Slovakia: Anti-LGBT Referendum Failed Due to Low Voter Turnout

Flag_of_Slovakia.svg 2Low voter numbers in Slovakia yesterday, less than fifty percent, led to the failure to pass a referendum to amend the Slovakian Constitution. The amendments were to reinforce the existing same-sex marriage ban, prohibit same-sex couples from adopting, and allow students not to attend classes discussing sex or euthanasia.

The Human Rights Campaign (HRC) welcomed the news, saying the amendments in themselves were harmful to the LGBT community.

The HRC stated:

“There is always a risk, as we have seen in other cases, that fundamental civil and human rights of a minority can be removed or abridged by the will of the majority because of hatred towards that group.

American anti-LGBT groups and individuals, including the Arizona-based Alliance Defending Freedom (ADF), supported the referendum.  When Slovakia’s constitutional court was deciding the legality of holding the referendum, ADF provided legal support and filed an amicus brief to advocate in favor of it.

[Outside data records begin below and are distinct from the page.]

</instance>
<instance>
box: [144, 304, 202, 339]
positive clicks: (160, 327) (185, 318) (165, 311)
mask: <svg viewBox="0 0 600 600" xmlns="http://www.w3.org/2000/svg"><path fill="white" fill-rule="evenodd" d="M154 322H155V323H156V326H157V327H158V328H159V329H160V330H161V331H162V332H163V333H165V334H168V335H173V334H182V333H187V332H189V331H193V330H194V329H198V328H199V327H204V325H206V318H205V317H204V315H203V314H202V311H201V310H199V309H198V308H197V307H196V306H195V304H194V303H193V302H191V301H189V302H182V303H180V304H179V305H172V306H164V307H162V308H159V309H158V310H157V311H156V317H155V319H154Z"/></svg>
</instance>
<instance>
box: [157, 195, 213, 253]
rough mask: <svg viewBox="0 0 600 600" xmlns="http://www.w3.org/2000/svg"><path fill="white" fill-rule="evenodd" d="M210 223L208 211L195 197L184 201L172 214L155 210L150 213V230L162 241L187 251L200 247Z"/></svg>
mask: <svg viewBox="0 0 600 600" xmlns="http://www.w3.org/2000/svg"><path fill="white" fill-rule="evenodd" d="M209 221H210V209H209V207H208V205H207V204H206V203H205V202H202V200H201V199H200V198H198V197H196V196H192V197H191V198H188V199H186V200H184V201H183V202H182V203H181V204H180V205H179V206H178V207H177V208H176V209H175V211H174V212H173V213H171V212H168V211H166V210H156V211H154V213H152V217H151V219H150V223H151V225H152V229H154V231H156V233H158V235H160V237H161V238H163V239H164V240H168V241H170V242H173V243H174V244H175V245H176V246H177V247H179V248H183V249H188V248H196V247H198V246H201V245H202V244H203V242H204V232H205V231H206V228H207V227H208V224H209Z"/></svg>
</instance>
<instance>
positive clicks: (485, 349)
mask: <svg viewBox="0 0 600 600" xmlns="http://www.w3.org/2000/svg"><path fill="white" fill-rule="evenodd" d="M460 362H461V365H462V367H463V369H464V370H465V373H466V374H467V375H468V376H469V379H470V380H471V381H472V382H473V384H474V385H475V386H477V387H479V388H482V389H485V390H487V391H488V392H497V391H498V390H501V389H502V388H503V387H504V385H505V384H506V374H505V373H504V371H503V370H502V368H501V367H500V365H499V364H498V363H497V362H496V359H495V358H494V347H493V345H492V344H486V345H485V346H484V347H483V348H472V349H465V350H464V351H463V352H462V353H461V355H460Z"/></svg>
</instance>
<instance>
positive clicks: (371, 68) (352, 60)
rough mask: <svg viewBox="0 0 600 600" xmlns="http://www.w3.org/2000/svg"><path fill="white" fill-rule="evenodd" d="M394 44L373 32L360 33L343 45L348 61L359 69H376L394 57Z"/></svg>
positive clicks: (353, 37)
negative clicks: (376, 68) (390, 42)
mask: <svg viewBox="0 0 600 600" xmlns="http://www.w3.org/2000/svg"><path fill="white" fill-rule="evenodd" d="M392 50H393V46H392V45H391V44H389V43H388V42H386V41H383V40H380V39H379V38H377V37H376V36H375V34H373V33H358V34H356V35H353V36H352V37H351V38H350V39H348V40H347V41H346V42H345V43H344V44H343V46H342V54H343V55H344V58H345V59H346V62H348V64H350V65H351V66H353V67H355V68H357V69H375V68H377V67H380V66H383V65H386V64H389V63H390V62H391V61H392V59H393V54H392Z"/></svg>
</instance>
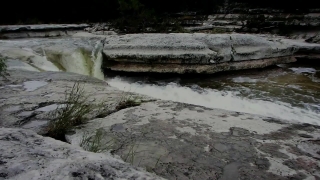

With an annual budget of more than $45 million, ADF is one of the largest American organizations exporting anti-LGBT hate and bigotry abroad”.

The amendments would have strengthened the 2014 ban on same-sex marriage, and also ban same-sex adoptions, although Slovakia has a high rate of orphaned children living in institutions, and so it would make sense to allow more of those children to be adopted by gay couples.

According to the HRC:

“Though an amendment to Slovakia’s constitution banned same-sex marriage in 2014, this referendum was orchestrated in order to reinforce the constitutional change, as well as bar same-sex couples from adopting. The referendum asked voters to define marriage as the union of one man and one woman, ban same-sex couples from adopting children, and make sex education and classes that discuss euthanasia non-compulsory. Initially the referendum included a question about the permissibility of same-sex civil unions. Slovakia’s constitutional court rejected this question. Though the government does not officially recognize same-sex couples, the court ruled that civil unions are not a matter that can be adjudicated upon by a national referendum”.